Fortune might be a bit strong, but PlanetSide 2’s Player Studio has certainly made some creators a lot of money. Creator Austin Lamb made helmet and camo designs which, as of a few months ago, earned him $12,000.
Georgeson doesn’t think that the feature will be a big deal immediately, though. “Right at the beginning here, people are showing off to each other, so I don’t anticipate Player Studio being a huge deal, but when we get to PvP, or when we get to dungeon mastering, where people are laying out scenarios, those pieces are going to start becoming very valuable to people.”
The dungeon master system is a linchpin feature which, when implemented, will allow SOE to say that Landmark is ready. Not finished, but in a state that makes it viable to release. The developer hasn’t set itself a firm deadline, because that could put SOE in a corner. “We’re in closed beta and we’re going to stay in closed beta until we’re ready,” says Georgeson.
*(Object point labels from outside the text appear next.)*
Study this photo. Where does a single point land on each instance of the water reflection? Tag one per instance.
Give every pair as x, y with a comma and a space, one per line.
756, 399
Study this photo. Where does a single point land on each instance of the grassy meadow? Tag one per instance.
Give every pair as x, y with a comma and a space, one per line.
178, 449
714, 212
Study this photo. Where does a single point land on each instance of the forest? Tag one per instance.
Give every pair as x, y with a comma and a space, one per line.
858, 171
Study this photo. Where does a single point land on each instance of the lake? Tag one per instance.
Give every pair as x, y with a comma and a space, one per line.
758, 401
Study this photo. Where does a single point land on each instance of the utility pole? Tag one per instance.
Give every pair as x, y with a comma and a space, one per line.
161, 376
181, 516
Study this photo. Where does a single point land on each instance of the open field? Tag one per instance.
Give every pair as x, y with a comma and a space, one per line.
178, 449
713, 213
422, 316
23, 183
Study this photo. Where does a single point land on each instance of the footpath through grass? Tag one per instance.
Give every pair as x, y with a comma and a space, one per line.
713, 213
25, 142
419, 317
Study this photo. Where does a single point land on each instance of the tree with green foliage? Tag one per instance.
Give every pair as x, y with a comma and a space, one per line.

The team are working from a soft deadline instead. “One of the beauties of the way we’re doing things is that the game is… I don’t want to say it’s paying for itself – it’s not, it actually costs a lot more to develop than the bits of money we’re getting in from microtransactions – but it is deflating the cost, and it’s making it so that it’s acceptable for us to consider a soft deadline,” Georgeson explains.
“And we really want to do that, because the players are better with our tools than we’ll ever be,” he continues. “And the give and take we’re going back and forth with them on is how we make this a better and better game going forward, but we can only do that if we have time and commit to an open deadline.”
Even when Landmark launches, there will be plenty more to do. Between the player creations, both the things created just for fun and those that are created for profit, and the list of features that SOE plans to add in the years to come, there’s a lot of room to grow.